Return to Dunwich, the second volume in Keith Herber’s Lovecraft Country series, appeared in 1991 and significantly ups the ante from Arkham Unveiled.

Return to Dunwich brings us through the rambling hills north of Arkham, to the decaying village of Dunwich (pronounced “dunnich” FYI), a few months after the events of Lovecraft’s story “The Dunwich Horror.” In that story, perhaps Lovecraft’s pulpiest, a group of professors from Miskatonic University uncover a terrible secret – that Wizard Whateley mated his daughter with an extradimensional entity, producing two sons: a vaguely human one named Wilbur and another who…takes more after his father. After Wilbur’s demise, his monstrous, invisible brother runs rampage through the desolate hamlet, until banished by a heroic librarian.

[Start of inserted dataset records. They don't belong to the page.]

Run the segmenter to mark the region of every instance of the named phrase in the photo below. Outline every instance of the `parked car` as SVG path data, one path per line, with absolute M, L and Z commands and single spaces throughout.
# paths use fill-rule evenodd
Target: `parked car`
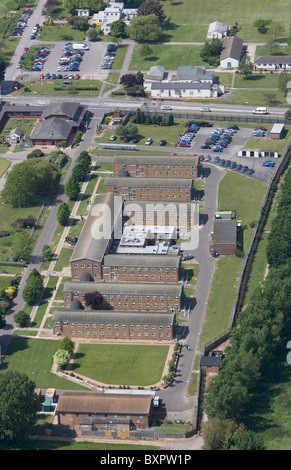
M 151 145 L 153 142 L 153 139 L 151 137 L 149 137 L 147 140 L 146 140 L 146 145 Z
M 215 158 L 218 158 L 218 157 L 215 157 Z M 206 157 L 204 158 L 204 160 L 205 160 L 206 162 L 210 162 L 211 156 L 210 156 L 210 155 L 206 155 Z
M 209 113 L 211 110 L 208 106 L 203 106 L 201 109 L 200 109 L 201 112 L 205 112 L 205 113 Z
M 169 105 L 166 104 L 166 105 L 164 105 L 164 106 L 161 107 L 161 110 L 162 110 L 162 111 L 171 111 L 172 108 L 171 108 L 171 106 L 169 106 Z
M 263 163 L 263 166 L 275 166 L 275 163 L 271 162 L 270 160 L 267 160 L 266 162 Z
M 212 152 L 222 152 L 222 147 L 214 147 Z
M 166 143 L 167 143 L 166 140 L 164 140 L 164 139 L 160 140 L 160 145 L 161 145 L 161 146 L 166 145 Z
M 110 140 L 116 140 L 116 135 L 111 135 Z
M 220 158 L 219 157 L 214 157 L 214 163 L 219 163 L 220 162 Z
M 249 167 L 244 165 L 242 169 L 240 170 L 242 173 L 246 173 L 248 171 Z
M 230 166 L 231 161 L 226 160 L 225 164 L 223 165 L 225 168 L 228 168 Z
M 253 170 L 253 169 L 251 168 L 250 170 L 247 171 L 247 174 L 248 174 L 249 176 L 251 176 L 251 175 L 254 174 L 254 172 L 255 172 L 255 170 Z
M 80 75 L 79 75 L 78 73 L 76 73 L 76 74 L 74 75 L 74 80 L 79 80 L 79 78 L 80 78 Z
M 229 168 L 233 170 L 235 167 L 236 167 L 236 162 L 231 162 L 231 164 L 229 165 Z
M 235 169 L 236 169 L 236 171 L 240 171 L 242 169 L 242 165 L 237 165 L 237 167 Z
M 224 158 L 222 158 L 222 159 L 220 160 L 220 162 L 219 162 L 219 165 L 220 165 L 220 166 L 223 166 L 224 164 L 225 164 L 225 160 L 224 160 Z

This book oozes a specific sort of rural horror, soaked with poverty, degeneracy, black magic and ancient secrets. Herber deepens the mysteries of Dunwich considerably, revealing it as twice being the site of ancient settlements, once of Hyberboreans and later, of renegade Druids. They vanished after running afoul of something that lurks beneath Dunwich, that promises paradise, but is also the cause of the region’s decay. Ruins and relics from both cultures are strewn across the countryside. Like with the Arkham volume, Return to Dunwich details a vast area and all its noteworthy inhabitants, giving Keepers enough material for countless games. The sheer amount of material is only half as impressive as Herber’s ceaseless creativity and his control of the atmosphere: this is likely his masterpiece.

As with Arkham Unveiled, Return to Dunwich saw a revision and republication as Dunwich in 2002, complete with a new cover – a portrait of the infamous Wilbur Whateley. Unlike the Arkham reprint, Dunwich retains its original art and, aside from the insertion of D20 rules, is largely the same.